In a simple exercise, we estimated the cost of running Sora and it was surprisingly high. For instance, OpenAI charges 12 cents per image for a single HD image using DALLE-3. Assuming a standard frame rate of 24 frames per second and a 60-second video duration, the cost balloons to $172.8 per video. Even if we conservatively estimate the image generation cost within videos to be one-tenth of the price, it still amounts to $17 per video. When factoring in training costs for models like Sora, the expenses escalate rapidly.

Considering business models for monetizing Sora, two strategies emerge: subscription-based and usage-based. The former, akin to the GPT-4 model, involves charging consumers a monthly fee with a cap on video generations. The latter, catering more to businesses and influencers with high video generation needs, could adopt a pay-per-usage model, potentially ranging from one cent to 10 cents per API call.

However, these pricing models raise concerns about affordability and sustainability. Given the high compute costs, providers like OpenAI may need to heavily subsidize services, akin to how Microsoft subsidizes GitHub Copilot. This dynamic underscores a discrepancy between user willingness to pay and actual costs, challenging the viability of such models without substantial backing or cost optimizations.

The compute-intensive nature of AI video generation might give rise to specialized chips, such as Groq’s LPU. Unlike GPUs, LPUs offer speed advantages for deterministic tasks like LLM inference. While promising, specialized chips face challenges of flexibility and long-term cost-effectiveness compared to established GPU solutions like Nvidia's, which have proven adaptable and durable over time.

Ultimately, navigating the compute landscape in AI video generation requires balancing innovation, cost efficiency, and sustainable business models, offering intriguing prospects and challenges for the future of AI-driven content creation.

Potential Applications and Implications

The applications of AI video generation models like Sora extend across various domains, promising transformative changes and posing intriguing questions for builders and investors alike. Gaming stands out as an early adopter, where dynamic gaming experiences integrating VR and AR technologies could redefine player interactions and immersion.
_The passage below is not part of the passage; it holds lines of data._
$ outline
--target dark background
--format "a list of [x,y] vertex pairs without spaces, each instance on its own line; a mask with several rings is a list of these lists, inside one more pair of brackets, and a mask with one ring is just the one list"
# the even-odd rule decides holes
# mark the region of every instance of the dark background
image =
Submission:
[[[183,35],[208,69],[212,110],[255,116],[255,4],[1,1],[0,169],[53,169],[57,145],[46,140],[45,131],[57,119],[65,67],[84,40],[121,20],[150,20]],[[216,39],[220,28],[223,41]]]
Content creation platforms such as TikTok and YouTube are also poised for significant shifts, as lower content generation costs challenge creators to compete on creativity and editing quality.
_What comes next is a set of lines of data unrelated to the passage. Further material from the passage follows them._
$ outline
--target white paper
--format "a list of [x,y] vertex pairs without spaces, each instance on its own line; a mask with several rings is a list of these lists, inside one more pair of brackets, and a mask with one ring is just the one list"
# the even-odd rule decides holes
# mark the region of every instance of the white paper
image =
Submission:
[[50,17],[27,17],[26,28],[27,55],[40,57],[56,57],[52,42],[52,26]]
Moreover, the impact extends to consumer entertainment, where low-cost or free internet content generation could become a reality, reshaping how content is consumed and produced. However, questions about unit economics and commercial value remain pivotal, especially as it currently costs around $170 to generate a 60-second video. This cost-effectiveness will be a crucial factor in determining the widespread adoption of these technologies.

In the realm of robotics, advancements in AI video generation could revolutionize development processes. Virtual testing and prototyping could reduce reliance on physical experimentation, accelerating progress toward AGI-powered robotics. Synthetic data generated through AI simulations could streamline training processes, making robotics development faster, cheaper, and more effective.

Conclusion

The journey through AI video generation models like Sora unveils a world of possibilities and challenges. While the applications span gaming, content creation, and robotics, the underlying question of data quality and its impact on model outputs remains paramount. The interplay between data, model architecture, and real-world applications underscores the dynamic nature of AI innovation.

As builders and investors navigate this landscape, considerations around cost-effectiveness, commercial viability, and safety take center stage. The convergence of AI technologies with consumer demands and industrial needs opens avenues for groundbreaking innovations, but it also requires thoughtful exploration and strategic investment.